El 4 de enero último se han cumplido cincuenta años de la muerte de uno de los personajes más singulares de la cultura contemporánea. Era de nacionalidad francesa, pero había nacido en Argelia, un territorio que por entonces detentaba el poco honorífico título de colonia. También era periodista, escritor y filósofo, aun cuando la intelectualidad de su época tuviera suspicacias por esta última condición, pues su formación extra académica no era suficiente para aquellos que creían que el oficio de pensar sólo puede pasar por las aulas universitarias y los pergaminos doctorales. Sin embargo, fue el mejor. Su nombre: Albert Camus.
Es trágica la paradoja de que el filósofo que descifrara el absurdo de la existencia humana, muriera absurdamente en un anodino --cruel pero anodino-- accidente automovilístico, cuando regresaba, de pasar las fiestas navideñas con su esposa y sus hijos, del sur de Francia a París, acompañado del editor Michel Gallimard y su familia. “No conozco nada más idiota que morir en un accidente de auto”, había dicho unos días antes frente al luctuoso accidente del ciclista Fausto Coppi.
Tenía el billete del tren que debía regresarlo a París junto con su familia, pero una aciaga propuesta de su amigo hizo que cambiara de planes y acudiera absurdamente a su cita mortal. Llevaba consigo al momento del adiós, su máquina de escribir y los borradores inconclusos de la que sería su última novela, El primer hombre, publicada recién en 1994.

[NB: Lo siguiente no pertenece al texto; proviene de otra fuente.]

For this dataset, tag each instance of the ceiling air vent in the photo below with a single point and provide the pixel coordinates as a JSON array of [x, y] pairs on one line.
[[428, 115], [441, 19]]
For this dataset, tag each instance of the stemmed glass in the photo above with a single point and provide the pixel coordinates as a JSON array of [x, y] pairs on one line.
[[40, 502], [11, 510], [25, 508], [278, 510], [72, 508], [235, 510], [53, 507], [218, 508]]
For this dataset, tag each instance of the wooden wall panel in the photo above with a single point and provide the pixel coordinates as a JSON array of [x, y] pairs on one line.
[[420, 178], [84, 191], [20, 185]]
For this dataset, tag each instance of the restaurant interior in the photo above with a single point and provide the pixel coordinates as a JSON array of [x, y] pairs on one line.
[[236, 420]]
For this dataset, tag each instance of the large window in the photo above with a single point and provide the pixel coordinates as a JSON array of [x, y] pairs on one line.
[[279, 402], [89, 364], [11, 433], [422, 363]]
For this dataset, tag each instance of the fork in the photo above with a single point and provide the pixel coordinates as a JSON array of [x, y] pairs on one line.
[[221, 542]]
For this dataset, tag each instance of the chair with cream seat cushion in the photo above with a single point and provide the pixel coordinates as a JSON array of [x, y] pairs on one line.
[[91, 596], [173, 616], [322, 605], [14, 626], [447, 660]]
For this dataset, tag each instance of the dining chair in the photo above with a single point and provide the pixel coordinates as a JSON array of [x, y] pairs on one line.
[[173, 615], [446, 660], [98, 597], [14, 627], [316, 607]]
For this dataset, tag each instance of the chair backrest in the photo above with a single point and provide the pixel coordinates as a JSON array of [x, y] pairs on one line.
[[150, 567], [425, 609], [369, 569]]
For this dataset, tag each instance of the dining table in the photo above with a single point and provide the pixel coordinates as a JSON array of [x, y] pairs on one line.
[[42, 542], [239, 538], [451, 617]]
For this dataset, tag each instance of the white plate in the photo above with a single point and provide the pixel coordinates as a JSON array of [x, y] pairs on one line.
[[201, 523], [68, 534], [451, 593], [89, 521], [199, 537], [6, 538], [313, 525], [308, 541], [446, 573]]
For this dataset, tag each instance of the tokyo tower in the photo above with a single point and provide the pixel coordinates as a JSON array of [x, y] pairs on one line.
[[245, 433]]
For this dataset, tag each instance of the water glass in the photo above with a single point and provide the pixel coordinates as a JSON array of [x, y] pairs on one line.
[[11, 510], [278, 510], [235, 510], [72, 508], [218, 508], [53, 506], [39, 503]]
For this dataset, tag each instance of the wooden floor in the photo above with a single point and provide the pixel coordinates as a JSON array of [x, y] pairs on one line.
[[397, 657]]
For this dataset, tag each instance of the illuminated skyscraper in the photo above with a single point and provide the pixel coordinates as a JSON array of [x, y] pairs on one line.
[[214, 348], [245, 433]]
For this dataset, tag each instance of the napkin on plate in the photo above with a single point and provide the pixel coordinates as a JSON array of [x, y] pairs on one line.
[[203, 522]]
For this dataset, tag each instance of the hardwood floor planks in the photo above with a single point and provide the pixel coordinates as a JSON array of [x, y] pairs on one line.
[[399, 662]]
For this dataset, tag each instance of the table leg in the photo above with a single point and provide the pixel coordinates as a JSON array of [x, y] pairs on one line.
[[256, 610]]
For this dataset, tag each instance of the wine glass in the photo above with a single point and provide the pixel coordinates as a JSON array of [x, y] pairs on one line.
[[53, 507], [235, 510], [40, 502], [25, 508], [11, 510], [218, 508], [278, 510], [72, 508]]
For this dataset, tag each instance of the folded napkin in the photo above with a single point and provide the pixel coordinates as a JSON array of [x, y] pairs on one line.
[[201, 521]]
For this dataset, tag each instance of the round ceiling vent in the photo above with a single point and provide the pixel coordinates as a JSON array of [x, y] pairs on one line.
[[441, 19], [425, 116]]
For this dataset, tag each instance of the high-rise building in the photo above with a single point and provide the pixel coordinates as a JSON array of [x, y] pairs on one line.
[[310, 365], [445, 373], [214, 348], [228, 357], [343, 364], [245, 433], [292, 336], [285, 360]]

Autor de un puñado de libros imprescindibles como El extranjero (1942), El mito de Sísifo (1942), La peste (1948), El hombre rebelde (1951), La caída (1956) y otros, Camus recibió el Premio Nobel de Literatura en 1957, a la edad de 44 años, por “su importante producción literaria, que ilumina con seriedad y clara visión los problemas de la conciencia de nuestros tiempos”, como reza la declaración oficial de la Academia Sueca.
Alejado por convicción de toda forma de pensamiento único, recusó con igual fervor al stalinismo como al nazismo, pues descreía de aquellas ideologías que interpretaban al hombre y a la sociedad bajo moldes abstractos y en función de una supuesta teleología superior de la historia. Su posición filosófica transitó desde un nihilismo desesperanzado hacia una especie de humanismo anarquista, marcando distancias tanto del cristianismo como del marxismo y del existencialismo. Su preocupación por el hombre concreto fue abonado por sus abundantes y acuciosas lecturas de Dostoievski, Kierkegaard, Nietzsche y Kafka.
Tuvo una particular visión de los procesos históricos que le tocó vivir, y de la manera como el escritor debe abordar la problemática de su tiempo. “El escritor no puede estar al servicio de los que hacen la historia. Está al servicio de los que la sufren”, dijo alguna vez este pied noir de origen humilde, cuya madre era analfabeta y casi sorda y cuyo padre murió en la Batalla del Marne en los inicios de la Primera Guerra Mundial.
Debo a Camus mi acercamiento vital por la filosofía, pues están sellados con fuego en mi memoria estas primeras líneas de El mito de Sísifo que leí hace más de veinte años: “No hay más que un problema filosófico verdaderamente serio: el suicidio. Juzgar si la vida vale o no la pena de vivirla es responder a la pregunta fundamental de la filosofía. Las demás, si el mundo tiene tres dimensiones, si el espíritu tiene nueve o doce categorías, vienen a continuación”. En qué trance de éxtasis leí estas palabras que dispararon mi interés por una forma de saber que sólo se justifica por el ansia de más saber.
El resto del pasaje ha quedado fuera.